Figure 1 represents spectra of α-amylase solutions at 20 (black spectrum), 50 (red) and 90 °C (green). We labeled 5 major peaks/ peak bunches with numbers 1-5. Most of the spectral features like those around 2, 3 and 5 remain unchanged when the temperature is increased from 20 to 90 °C. However, peaks around 1 (around 1033 cm^-1) and 4 (around 3000 cm^-1) show significant changes with temperature, especially at 90 °C (green spectrum) with a sharp rise in peak intensity at 1033 cm^-1. We assign peaks around 3 (around 2350 cm^-1) and peak bunches around 2 and 5 primarily to water molecules present in the protein solution.
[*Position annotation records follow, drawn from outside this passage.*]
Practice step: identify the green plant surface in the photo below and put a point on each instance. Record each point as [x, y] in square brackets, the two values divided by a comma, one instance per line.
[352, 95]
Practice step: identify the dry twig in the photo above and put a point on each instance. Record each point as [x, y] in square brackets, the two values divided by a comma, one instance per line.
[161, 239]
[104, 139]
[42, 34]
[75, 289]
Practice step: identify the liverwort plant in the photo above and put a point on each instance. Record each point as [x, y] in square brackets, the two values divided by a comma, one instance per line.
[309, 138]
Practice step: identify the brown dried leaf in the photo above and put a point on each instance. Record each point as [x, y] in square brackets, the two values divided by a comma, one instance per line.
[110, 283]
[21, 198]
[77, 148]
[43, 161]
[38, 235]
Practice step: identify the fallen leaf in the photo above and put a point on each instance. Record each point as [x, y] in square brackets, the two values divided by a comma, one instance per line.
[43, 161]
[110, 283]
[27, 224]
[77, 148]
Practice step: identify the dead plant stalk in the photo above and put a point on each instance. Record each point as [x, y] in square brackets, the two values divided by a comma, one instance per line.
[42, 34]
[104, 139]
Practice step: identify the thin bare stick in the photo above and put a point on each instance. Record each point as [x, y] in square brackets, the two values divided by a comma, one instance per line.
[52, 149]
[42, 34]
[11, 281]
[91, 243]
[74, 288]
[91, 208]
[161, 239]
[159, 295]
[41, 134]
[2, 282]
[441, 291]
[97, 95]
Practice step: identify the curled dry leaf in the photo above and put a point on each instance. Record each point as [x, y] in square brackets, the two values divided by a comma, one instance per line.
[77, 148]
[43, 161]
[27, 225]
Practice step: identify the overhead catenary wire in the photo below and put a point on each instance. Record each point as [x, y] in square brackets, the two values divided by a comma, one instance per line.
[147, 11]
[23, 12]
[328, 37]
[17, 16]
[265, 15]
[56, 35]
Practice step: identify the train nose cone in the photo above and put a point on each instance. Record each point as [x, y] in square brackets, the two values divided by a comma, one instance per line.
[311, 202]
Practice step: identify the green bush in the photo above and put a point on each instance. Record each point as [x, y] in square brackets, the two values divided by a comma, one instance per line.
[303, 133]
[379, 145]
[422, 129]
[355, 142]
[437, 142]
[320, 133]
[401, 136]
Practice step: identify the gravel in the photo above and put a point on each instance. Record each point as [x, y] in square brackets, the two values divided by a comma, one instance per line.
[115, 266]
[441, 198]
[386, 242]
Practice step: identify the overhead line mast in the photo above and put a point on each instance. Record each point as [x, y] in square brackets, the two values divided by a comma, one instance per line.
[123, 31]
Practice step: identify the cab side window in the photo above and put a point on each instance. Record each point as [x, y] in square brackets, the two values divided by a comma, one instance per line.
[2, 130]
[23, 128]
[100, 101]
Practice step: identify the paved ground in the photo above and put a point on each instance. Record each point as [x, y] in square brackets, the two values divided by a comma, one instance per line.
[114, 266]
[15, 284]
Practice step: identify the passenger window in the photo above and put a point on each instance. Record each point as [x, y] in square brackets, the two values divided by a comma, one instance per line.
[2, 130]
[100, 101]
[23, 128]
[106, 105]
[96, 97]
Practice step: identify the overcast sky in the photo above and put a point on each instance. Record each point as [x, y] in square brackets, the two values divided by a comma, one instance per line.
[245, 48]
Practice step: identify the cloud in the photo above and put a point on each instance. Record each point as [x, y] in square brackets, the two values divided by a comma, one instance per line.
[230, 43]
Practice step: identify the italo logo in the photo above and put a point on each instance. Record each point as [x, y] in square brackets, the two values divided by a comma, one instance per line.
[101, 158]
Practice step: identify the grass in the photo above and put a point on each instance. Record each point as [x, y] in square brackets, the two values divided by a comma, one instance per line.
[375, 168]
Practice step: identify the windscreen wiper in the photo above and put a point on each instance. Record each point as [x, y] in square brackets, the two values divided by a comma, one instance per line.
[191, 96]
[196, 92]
We confirm this assignment by examining the FTIR spectrum of water published at NIST site (National Institute of Science and Technology) and is presented in Figure 2. In Figure 2 the water spectrum is in transmittance units. The corresponding absorbance spectrum can be obtained by simple inversion of the transmittance spectrum. As can be seen, in the water spectrum, there are two major peak bunches from 1500-1800 cm^-1 (this is also present around 2 of our Figure 1 spectrum), 3500-4000 cm^-1 (also present around 5 of our spectrum), and a small peak around 2300 cm^-1 (present around 3). As mentioned above, all these spectral features are present in our protein solution (Figure 1) and suggest features due to water. After subtracting the spectrum due to water, we obtain distinct peaks at 1033 cm^-1 and 1636 cm^-1 and present them in Figures 3 & 4 respectively. In both Figures 3 & 4 temperature effects on peak intensities are shown. In Figure 3, one can notice that there is no 1033 cm^-1 peak at 20 °C (black spectrum). However, at 50 °C (red spectrum) the peak is quite visible that rises sharply in intensity at 90 °C (green spectrum) giving a peak height of around 4 times that of the 50 °C peak.

Figure 1

Figure 2

Figure 3

Figure 4

Figure 4 shows a distinct peak at 1636 cm^-1 at every temperature from 20-90 °C and is due to carbonyl groups (C=O) in proteins. This assignment is consistent with those reported in references [12-14]. Indeed, helical and pleated sheet structures of protein as presented in Figure 5 show carbonyl groups that absorb at 1636 cm^-1. In contrary to peak intensity at 1033 cm^-1, the 1636 cm^-1 peak intensity shows almost linearly increasing intensity with temperature. This gradual rise in peak intensity at 1636 cm^-1 with temperature may be due to the heat effect that gradually exposes a larger number of carbonyl groups to IR radiation. We assign 1033 cm^-1 peak to C-O single bonds and peak around 3000 cm^-1 to O-H bonds. So, the peaks around 1033 and 3000 cm^-1 suggest formation of new C-O-H bonds. A possible mechanism for the formation of C-O-H bonds in protein at a high temperature is presented in Figure 6.

Figure 5

Figure 6

α-Amylase inactivates in two stages; a reversible stage of the dissociation of metal ion followed by irreversible inactivation of apoenzyme resulting in the denaturation of the protein. The present FTIR study focusses on the denaturation stage and indicates structural changes that happen at higher temperatures. As the temperature is increased from 20 to 90 °C two new absorbance peaks at 1033 (C-O stretch) and 3000 cm^-1 develop that we assign to C-O (single bond) and O-H bonds. These stretch frequencies can be explained by considering the formation of new C-O-H bonds within the protein at higher temperatures. As expected, these structural changes were irreversible as cooling to 20 °C did not change the spectral features.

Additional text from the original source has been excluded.